Chart 1: Recent and projected German conventional capacity new build and closures

Source: BDEW (translated)

While the BDEW projection may somewhat over estimate closures, the chart illustrates an important point. The German market saw a net addition of 3.3GW of flexible capacity over the last 5 years (2013-17). But it is confronting a very substantial net deficit of flexible capacity over the next 5 years (BDEW estimates 24GW of net closures), given a lean development pipeline of non-renewable capacity (1.8GW).

Capacity closures are being driven by two main factors:

  1. 11GW of regulatory driven closures of German nuclear plants by 2022.
  2. Ongoing closures of coal and gas fired plants as a result of more stringent emissions requirements and weak generation margins.

We recently showed the very low levels of prevailing spark and dark spreads in the German market. Spark spreads have been negative for more than 5 years, with dark spreads hovering near zero for the last 18 months. This has crushed returns on coal and gas fired generators, resulting in an ongoing flow of announcements by plant owners of their intention to close capacity.

So far the German electricity regulator (BNetzA) has been notified of a total of 13.3GW of thermal capacity closures. Of this volume 5.7GW has already closed. Another 7.6GW is awaiting closure, although 3.3GW of this is required to remain open for security of supply reasons (e.g. relating to constraints in the South of Germany).

The implications of swapping baseload capacity for wind

Germany has close to 55GW of installed wind capacity. Average wind farm load factors range from 20% for onshore projects to more than 40% for advantaged offshore projects. As Germany continues to rollout wind capacity, this contributes significant additional generation output on an annual average basis.

But it is periods of low wind & solar output that are important for German security of supply.

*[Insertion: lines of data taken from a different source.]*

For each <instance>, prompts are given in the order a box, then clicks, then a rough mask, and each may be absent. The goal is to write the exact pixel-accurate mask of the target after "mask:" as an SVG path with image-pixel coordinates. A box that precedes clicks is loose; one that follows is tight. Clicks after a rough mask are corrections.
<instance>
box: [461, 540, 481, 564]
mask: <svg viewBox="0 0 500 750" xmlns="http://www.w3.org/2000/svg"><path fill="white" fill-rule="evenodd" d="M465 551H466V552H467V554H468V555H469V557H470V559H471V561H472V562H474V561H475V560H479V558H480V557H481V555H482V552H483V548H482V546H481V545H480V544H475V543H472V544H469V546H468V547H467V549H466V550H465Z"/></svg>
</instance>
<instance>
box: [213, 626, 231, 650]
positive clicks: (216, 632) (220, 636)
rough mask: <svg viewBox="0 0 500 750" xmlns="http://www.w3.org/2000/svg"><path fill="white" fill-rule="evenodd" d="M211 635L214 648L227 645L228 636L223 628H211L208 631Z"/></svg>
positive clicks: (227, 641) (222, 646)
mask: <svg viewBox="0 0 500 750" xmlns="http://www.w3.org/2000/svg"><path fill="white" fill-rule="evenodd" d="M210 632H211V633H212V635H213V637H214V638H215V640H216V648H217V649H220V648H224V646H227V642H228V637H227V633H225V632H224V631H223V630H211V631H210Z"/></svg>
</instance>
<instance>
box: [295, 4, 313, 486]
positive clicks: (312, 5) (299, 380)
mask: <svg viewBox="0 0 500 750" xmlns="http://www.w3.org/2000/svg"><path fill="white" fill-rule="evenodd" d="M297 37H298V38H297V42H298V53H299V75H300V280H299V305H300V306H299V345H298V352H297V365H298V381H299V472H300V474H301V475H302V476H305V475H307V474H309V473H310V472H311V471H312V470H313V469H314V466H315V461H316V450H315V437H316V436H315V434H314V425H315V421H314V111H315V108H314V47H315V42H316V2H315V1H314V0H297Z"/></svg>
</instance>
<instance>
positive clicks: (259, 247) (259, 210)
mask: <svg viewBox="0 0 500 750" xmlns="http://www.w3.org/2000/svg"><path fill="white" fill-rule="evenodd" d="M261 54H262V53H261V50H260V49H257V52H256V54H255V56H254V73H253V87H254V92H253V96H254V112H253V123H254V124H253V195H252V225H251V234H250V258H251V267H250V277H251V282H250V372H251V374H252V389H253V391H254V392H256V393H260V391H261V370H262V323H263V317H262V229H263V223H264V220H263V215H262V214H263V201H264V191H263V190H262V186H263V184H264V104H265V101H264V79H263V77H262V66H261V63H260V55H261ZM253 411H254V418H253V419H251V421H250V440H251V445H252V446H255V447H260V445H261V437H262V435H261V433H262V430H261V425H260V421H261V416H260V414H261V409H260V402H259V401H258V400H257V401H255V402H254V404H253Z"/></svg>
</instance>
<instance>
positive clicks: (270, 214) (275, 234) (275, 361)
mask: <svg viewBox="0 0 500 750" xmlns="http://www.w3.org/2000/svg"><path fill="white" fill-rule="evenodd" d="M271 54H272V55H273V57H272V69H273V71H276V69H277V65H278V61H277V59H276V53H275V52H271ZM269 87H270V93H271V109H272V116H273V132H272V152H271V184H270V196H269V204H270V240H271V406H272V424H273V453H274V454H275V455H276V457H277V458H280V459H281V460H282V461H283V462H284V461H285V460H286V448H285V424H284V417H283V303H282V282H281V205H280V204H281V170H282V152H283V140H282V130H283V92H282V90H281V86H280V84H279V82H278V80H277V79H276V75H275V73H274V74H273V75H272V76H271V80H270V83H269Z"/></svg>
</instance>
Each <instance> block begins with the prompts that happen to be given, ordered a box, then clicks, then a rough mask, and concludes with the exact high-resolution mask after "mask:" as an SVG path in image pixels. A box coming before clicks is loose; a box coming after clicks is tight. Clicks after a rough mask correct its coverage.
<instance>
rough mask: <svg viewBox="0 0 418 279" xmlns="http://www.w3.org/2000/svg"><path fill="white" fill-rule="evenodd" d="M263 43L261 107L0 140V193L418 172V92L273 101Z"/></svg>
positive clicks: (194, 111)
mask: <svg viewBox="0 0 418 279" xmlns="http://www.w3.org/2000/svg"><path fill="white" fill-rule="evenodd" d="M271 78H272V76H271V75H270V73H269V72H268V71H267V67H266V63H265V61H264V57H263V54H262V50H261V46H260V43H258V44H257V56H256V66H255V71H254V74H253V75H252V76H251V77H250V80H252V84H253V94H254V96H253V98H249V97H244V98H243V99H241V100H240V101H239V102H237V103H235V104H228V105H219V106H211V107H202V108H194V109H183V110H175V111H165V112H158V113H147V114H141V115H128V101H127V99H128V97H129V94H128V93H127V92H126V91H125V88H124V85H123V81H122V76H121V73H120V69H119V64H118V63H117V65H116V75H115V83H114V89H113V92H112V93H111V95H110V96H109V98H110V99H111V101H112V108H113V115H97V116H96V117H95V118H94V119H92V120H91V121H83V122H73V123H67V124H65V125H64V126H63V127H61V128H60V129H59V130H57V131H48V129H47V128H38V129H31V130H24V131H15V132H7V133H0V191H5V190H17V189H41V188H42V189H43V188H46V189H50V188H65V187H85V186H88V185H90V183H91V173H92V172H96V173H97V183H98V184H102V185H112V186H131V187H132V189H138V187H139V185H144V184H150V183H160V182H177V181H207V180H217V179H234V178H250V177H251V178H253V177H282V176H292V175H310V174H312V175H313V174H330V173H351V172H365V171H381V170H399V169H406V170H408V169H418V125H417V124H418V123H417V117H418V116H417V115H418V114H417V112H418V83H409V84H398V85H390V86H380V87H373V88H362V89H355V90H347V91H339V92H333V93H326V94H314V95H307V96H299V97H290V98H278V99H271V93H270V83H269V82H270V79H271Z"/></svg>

System continuity depends on a buffer of adequate flexible capacity to meet peak demand in periods of low wind generation. And this is where capacity closures leave the German market exposed, a fact that is being disguised by complacency driven by a number of years of over-capacity.

Germany’s gradually increasing security of supply exposure was illustrated over the past winter when renewable contribution to the German market stagnated. For a two week period renewables contributed little more than 3GW of capacity through a period of higher winter demand. In these circumstances Germany relies heavily on imported flexibility, for example from hydro capacity in Scandinavia and the Alpine regions. This cross-border dependence means that swings in German renewable output are also forcing unwelcome stress on neighbouring transmission systems.

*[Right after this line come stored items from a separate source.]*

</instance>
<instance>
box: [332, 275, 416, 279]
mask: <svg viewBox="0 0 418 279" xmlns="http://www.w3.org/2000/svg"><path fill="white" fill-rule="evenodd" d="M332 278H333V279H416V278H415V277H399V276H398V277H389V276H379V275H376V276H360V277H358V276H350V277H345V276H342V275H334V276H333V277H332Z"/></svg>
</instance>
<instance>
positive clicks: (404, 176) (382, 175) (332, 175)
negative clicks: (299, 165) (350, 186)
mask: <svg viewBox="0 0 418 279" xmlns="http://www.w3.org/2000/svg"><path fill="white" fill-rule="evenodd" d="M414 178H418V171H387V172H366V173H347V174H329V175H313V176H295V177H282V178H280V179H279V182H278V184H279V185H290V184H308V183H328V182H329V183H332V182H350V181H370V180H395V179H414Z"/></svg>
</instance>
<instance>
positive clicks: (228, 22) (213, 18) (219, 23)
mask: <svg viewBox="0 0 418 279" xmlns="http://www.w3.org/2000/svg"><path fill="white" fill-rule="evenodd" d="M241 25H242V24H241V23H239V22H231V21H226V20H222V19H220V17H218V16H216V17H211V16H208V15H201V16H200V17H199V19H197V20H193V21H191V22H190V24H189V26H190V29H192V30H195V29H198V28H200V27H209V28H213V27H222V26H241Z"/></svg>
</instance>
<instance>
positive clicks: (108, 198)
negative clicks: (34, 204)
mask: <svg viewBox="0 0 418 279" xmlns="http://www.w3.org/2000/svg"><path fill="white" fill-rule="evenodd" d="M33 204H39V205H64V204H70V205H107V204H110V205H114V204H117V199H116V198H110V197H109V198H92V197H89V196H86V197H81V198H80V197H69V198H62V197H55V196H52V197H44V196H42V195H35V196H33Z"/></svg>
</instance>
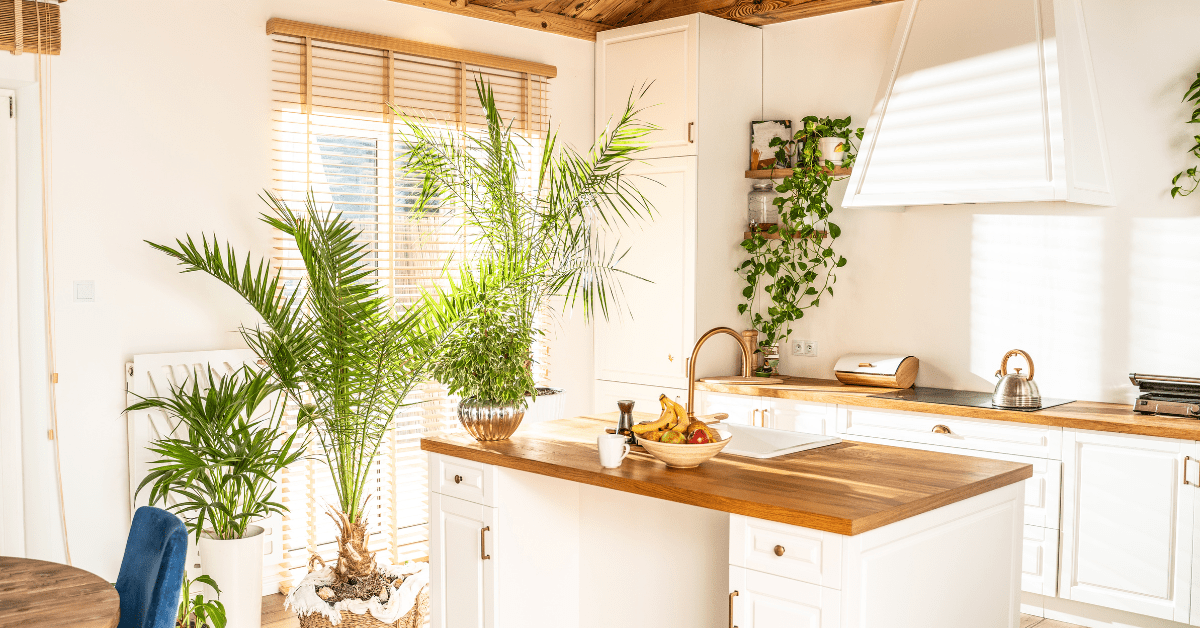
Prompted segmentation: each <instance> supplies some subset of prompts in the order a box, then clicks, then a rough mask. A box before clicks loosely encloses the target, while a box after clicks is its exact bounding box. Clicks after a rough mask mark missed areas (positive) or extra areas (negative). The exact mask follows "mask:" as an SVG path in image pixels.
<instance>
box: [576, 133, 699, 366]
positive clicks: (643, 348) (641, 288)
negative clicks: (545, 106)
mask: <svg viewBox="0 0 1200 628" xmlns="http://www.w3.org/2000/svg"><path fill="white" fill-rule="evenodd" d="M626 173H629V174H631V175H635V178H634V179H632V181H634V185H636V186H637V187H638V190H641V191H642V193H643V195H646V197H647V198H648V199H649V201H650V204H652V205H653V207H654V220H653V221H649V222H647V221H641V222H636V223H634V225H632V226H628V227H624V228H623V229H622V231H620V232H616V231H614V232H612V233H611V234H610V235H611V237H612V238H619V244H617V245H616V246H618V249H619V250H620V251H624V250H626V249H628V250H629V252H628V255H625V256H624V258H623V259H620V262H619V265H618V268H619V269H620V270H624V271H625V273H628V274H629V275H631V276H624V277H623V279H622V285H620V286H622V306H623V307H624V309H626V311H623V312H622V313H620V315H619V316H610V318H611V319H610V321H598V322H596V325H595V366H596V373H595V377H596V379H604V381H608V382H625V383H634V384H644V385H655V387H667V388H688V371H686V366H685V365H686V358H688V355H690V354H691V347H692V345H694V343H695V341H696V305H695V303H696V299H695V269H696V157H671V159H662V160H647V161H646V162H643V163H640V165H637V166H635V167H630V168H628V169H626ZM638 178H641V179H638ZM607 245H608V246H613V241H612V239H610V240H608V241H607ZM610 313H611V315H612V312H610Z"/></svg>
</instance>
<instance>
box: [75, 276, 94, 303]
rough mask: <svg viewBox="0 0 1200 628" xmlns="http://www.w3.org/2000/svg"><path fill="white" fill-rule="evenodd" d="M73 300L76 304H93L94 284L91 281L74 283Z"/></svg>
mask: <svg viewBox="0 0 1200 628" xmlns="http://www.w3.org/2000/svg"><path fill="white" fill-rule="evenodd" d="M74 300H76V303H95V300H96V282H95V281H92V280H90V279H89V280H83V281H76V282H74Z"/></svg>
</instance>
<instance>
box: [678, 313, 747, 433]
mask: <svg viewBox="0 0 1200 628" xmlns="http://www.w3.org/2000/svg"><path fill="white" fill-rule="evenodd" d="M716 334H728V335H731V336H733V337H734V339H737V341H738V347H739V348H740V349H742V377H750V376H751V375H754V373H751V372H750V371H751V370H752V367H751V366H750V364H751V359H752V358H751V353H752V352H751V351H750V347H748V346H746V340H745V339H744V337H743V336H742V334H738V333H737V331H734V330H732V329H730V328H727V327H715V328H713V329H709V330H708V331H704V335H703V336H700V340H697V341H696V347H695V348H694V349H691V358H689V359H688V418H689V419H695V418H696V408H695V397H696V355H697V354H700V347H701V346H703V345H704V341H706V340H708V339H710V337H713V336H715V335H716Z"/></svg>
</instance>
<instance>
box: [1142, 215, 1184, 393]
mask: <svg viewBox="0 0 1200 628" xmlns="http://www.w3.org/2000/svg"><path fill="white" fill-rule="evenodd" d="M1130 238H1132V243H1130V253H1129V255H1130V259H1129V267H1130V268H1129V367H1130V369H1132V370H1133V371H1134V372H1141V373H1150V375H1182V376H1190V377H1200V333H1196V329H1198V327H1200V289H1198V281H1200V280H1198V277H1200V247H1198V246H1196V241H1198V240H1200V219H1194V217H1188V219H1134V221H1133V229H1132V233H1130Z"/></svg>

Investment in replacement flexible capacity?

Germany has not implemented any form of market wide capacity payment mechanism. So as renewable output grows, margins on coal and gas fired power plants will continue to be eroded by lower variable cost units setting marginal prices. In this environment it is hard to see how significant volumes of new CCGT capacity will be developed without capacity payment support.

Germany has so far instead been pursuing a capacity reserve policy The proposed approach involves network operators initially procuring and holding 2GW of reserve capacity outside the wholesale market from Winter 2018.

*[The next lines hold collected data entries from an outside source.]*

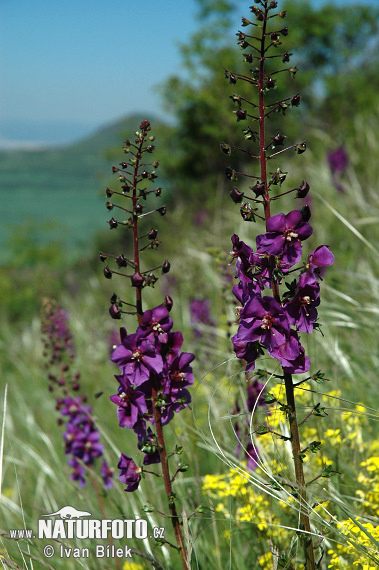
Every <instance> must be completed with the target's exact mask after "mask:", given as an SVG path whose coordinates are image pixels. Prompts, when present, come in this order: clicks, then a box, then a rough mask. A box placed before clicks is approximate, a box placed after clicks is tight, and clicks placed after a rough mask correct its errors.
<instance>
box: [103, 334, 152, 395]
mask: <svg viewBox="0 0 379 570" xmlns="http://www.w3.org/2000/svg"><path fill="white" fill-rule="evenodd" d="M111 360H112V361H113V362H116V364H118V365H119V367H120V368H121V372H122V373H123V374H124V375H125V376H126V377H127V378H128V379H129V380H130V382H131V383H132V384H134V385H135V386H140V385H141V384H143V383H144V382H146V381H147V380H149V378H150V373H151V372H152V371H154V372H156V373H158V374H159V373H160V372H162V369H163V360H162V357H161V355H160V354H158V353H157V352H156V348H155V338H154V336H153V335H149V336H148V337H146V338H145V337H144V336H143V331H141V330H139V331H137V332H136V333H135V334H129V335H126V336H125V337H124V339H123V341H122V344H120V345H119V346H118V347H117V348H115V350H114V351H113V353H112V356H111Z"/></svg>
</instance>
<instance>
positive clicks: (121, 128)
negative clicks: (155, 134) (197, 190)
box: [0, 115, 161, 262]
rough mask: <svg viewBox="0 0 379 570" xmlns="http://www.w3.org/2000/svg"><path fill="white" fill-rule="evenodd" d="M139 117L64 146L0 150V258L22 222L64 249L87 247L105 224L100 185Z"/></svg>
mask: <svg viewBox="0 0 379 570" xmlns="http://www.w3.org/2000/svg"><path fill="white" fill-rule="evenodd" d="M144 118H146V117H143V116H141V115H131V116H128V117H124V118H121V119H120V120H118V121H116V122H114V123H111V124H110V125H107V126H105V127H104V128H102V129H100V130H98V131H97V132H95V133H94V134H93V135H91V136H89V137H87V138H85V139H83V140H81V141H78V142H77V143H75V144H71V145H67V146H59V147H51V148H46V149H38V150H7V151H0V192H1V201H0V216H1V220H2V222H1V225H0V243H1V245H2V247H1V248H0V262H4V261H6V260H7V259H8V258H9V250H10V246H9V240H10V239H11V236H12V234H13V233H14V232H17V231H18V229H20V227H21V226H26V225H27V226H28V227H29V228H31V230H30V231H31V233H32V234H33V236H34V237H32V238H31V239H35V240H37V241H41V240H42V241H43V240H45V241H46V240H53V239H54V240H58V241H60V243H62V245H63V246H64V247H69V248H70V250H67V251H68V254H69V253H72V248H75V249H77V247H78V246H79V245H80V246H81V247H84V248H88V247H89V246H90V240H91V237H92V236H93V234H94V232H96V231H98V230H99V229H101V228H103V229H106V227H107V225H106V220H107V216H108V217H109V215H108V212H107V211H106V209H105V208H104V202H105V197H104V193H101V189H102V188H103V187H104V189H105V187H106V184H107V182H108V181H109V179H110V177H111V166H112V161H116V162H117V160H118V161H119V160H120V159H121V158H122V151H121V147H122V144H123V141H124V140H125V139H126V138H128V137H130V136H131V135H132V134H133V133H134V131H135V130H136V129H138V126H139V124H140V122H141V120H143V119H144ZM150 120H151V121H152V122H154V125H155V126H158V123H159V122H158V121H155V120H154V119H153V118H150ZM160 124H161V123H160ZM118 151H119V154H118ZM117 157H119V158H118V159H117ZM51 221H53V222H54V223H53V225H52V224H51V223H50V224H48V222H51ZM45 226H46V228H47V227H48V226H49V230H48V231H47V230H45V229H44V227H45ZM51 226H53V229H52V228H51ZM54 228H55V231H54ZM32 230H33V231H32ZM7 244H8V245H7Z"/></svg>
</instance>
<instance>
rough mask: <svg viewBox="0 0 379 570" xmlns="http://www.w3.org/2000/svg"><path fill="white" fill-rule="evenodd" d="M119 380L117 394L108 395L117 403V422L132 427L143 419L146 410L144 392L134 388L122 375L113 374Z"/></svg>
mask: <svg viewBox="0 0 379 570" xmlns="http://www.w3.org/2000/svg"><path fill="white" fill-rule="evenodd" d="M115 377H116V378H117V380H118V381H119V382H120V386H119V389H118V394H115V395H113V396H110V399H111V400H112V402H114V403H115V404H117V406H118V408H117V416H118V424H119V426H120V427H125V428H129V429H134V427H135V426H136V424H137V423H138V422H141V421H143V414H145V413H146V412H147V405H146V401H145V394H144V393H143V392H140V391H138V390H136V389H135V388H134V387H133V386H132V385H131V384H130V382H129V381H128V379H127V378H124V376H115Z"/></svg>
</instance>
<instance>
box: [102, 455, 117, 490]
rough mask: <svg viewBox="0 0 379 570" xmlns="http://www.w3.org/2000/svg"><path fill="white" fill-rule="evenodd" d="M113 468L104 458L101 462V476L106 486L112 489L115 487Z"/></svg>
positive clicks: (105, 485) (110, 488)
mask: <svg viewBox="0 0 379 570" xmlns="http://www.w3.org/2000/svg"><path fill="white" fill-rule="evenodd" d="M113 471H114V470H113V469H112V468H111V467H109V466H108V463H107V462H106V461H105V459H103V462H102V464H101V471H100V473H101V476H102V478H103V481H104V487H105V488H106V489H111V488H112V487H113Z"/></svg>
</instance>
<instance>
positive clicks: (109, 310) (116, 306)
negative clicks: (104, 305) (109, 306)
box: [109, 305, 121, 319]
mask: <svg viewBox="0 0 379 570" xmlns="http://www.w3.org/2000/svg"><path fill="white" fill-rule="evenodd" d="M109 314H110V316H111V317H112V319H121V311H120V309H119V308H118V307H117V305H111V306H110V307H109Z"/></svg>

But last month the EU raised a number of state aid concerns relating to the German reserve scheme (e.g. it is not open to foreign capacity or DSR). The German approach is not helped by the fact that grid operators are playing an increasingly interventionist role after the day-ahead auction has cleared, causing growing divergences in real time pricing and dispatch.

In our view, pressure on thermal generation margins may precipitate a capacity crunch sooner than expected in Germany. If the regulator does not provide a clean answer, the market will. This could have a significant knock-on impact across North-West Europe as reserve margins also tighten in neighbouring markets (e.g. France and Belgium).

The UK’s experience with its Supplementary Balance Reserve (SBR) policy suggests that piecemeal capacity reserve schemes are a mistake. Germany would be better anticipating the requirement for a competitive, technology neutral, system wide capacity market, well in advance of a system capacity crunch.